It's time for the likes of SPINdrift to stop going on about irrelevant
issues like ancient, peripheral web pages, individual forum posts from
years ago, and the other copy and paste diversions of which he is so
fond. It's time for those who are against Safe Speed to counter (or
attempt to counter) the important stuff. We'll start off with this
statement that Paul Smith made on http://www.driversvoice.co.uk last
year. Instead of cherry-picking one or two lines, I would like Safe
Speed's detractors to comment on every claim against cameras that Paul
has made, and if they think that what he has said is correct, I want
them to admit it, rather than just grudgingly saying nothing and
moving on, which has been the the usual tactic on the many occasions
when Paul has talked complete sense.

Generally in the camera debate, if someone talks sense, it should be
acknowledged, no matter who has said it. Road safety is far too
important for this juvenile "I'm only going to admit that something's
true if the right person has said it" nonsense. We're all supposed to
be on the same side (at least those of us who actually have an agenda
to save lives, rather than a hidden wish to bully motorists off the
roads).

I've added some comments of my own in square brackets in an attempt to
pre-empt some of the more boring and predictable responses, so that
hopefully we can have a somewhat interesting discussion.

-----------------------------------------------------

I Am Angry (Written By Paul Smith)

Paul Smith is the founder of safespeed.org.uk, and an anti speed
camera campaigner. He has spent over 6,000 hours researching the
overall effects of speed camera policy on UK road safety.

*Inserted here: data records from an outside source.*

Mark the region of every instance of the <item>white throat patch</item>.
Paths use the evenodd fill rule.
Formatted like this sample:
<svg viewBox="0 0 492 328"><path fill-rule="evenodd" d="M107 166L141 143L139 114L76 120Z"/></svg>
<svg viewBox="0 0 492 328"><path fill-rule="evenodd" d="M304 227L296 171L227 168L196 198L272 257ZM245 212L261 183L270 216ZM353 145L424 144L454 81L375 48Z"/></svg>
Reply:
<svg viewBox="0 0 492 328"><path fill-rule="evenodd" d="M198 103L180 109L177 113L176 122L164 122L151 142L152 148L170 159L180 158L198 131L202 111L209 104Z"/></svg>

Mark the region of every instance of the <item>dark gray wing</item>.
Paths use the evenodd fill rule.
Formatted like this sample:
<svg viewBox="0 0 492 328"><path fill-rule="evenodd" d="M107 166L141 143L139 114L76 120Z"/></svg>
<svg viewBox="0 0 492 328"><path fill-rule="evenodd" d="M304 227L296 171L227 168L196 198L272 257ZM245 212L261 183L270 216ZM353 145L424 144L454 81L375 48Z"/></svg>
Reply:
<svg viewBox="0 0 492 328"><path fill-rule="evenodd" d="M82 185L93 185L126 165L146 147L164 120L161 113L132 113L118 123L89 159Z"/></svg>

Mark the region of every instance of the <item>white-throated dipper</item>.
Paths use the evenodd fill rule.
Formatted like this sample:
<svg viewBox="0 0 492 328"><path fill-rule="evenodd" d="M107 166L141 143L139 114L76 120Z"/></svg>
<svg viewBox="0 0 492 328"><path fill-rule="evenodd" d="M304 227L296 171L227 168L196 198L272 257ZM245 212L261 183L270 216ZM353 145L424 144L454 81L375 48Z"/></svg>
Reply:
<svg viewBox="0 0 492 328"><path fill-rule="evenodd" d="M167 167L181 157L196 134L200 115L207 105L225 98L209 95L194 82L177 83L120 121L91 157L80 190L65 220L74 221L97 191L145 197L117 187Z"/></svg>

I'm not an angry man by nature. I'm a back room engineer. All my life
I've been plodding away a million miles from the public gaze making
systems work by designing them properly.

But how things have changed in the last few years. Now I'm a front
line road safety campaigner, and no one is more surprised than me. And
I am angry. I'm angry that the authorities are continuously misusing
evidence and statistics to convince us that their prejudices are
correct. I'm angry that our roads aren't getting safer. I'm angry that
millions of safe drivers are being criminalised for nothing.

["It's not for nothing, it's for exceeding the speed limit." Yawn.
Every driver speeds, even the ones who lie about it. Selecting a safe
speed for the conditions, which may or may not be above an arbitrary
number, is an essential part of driving, and expecting people to stay
below what is frequently a very low number (especially nowadays) does
nothing but de-skilling the driving process for no benefit
whatsoever. It is perfectly possible to exceed the speed limit in
complete safety, and criminalising so many drivers for doing this is
indeed criminalising them for nothing, in that they're quite obviously
doing nothing dangerous. There may be those (motorist-haters) who
don't have a problem with criminalising drivers for nothing; as far as
they're concerned, people deserve punishment just for driving at all.
Well, they should really stop hijacking something as important as road
safety in order to enforce their spiteful aims.]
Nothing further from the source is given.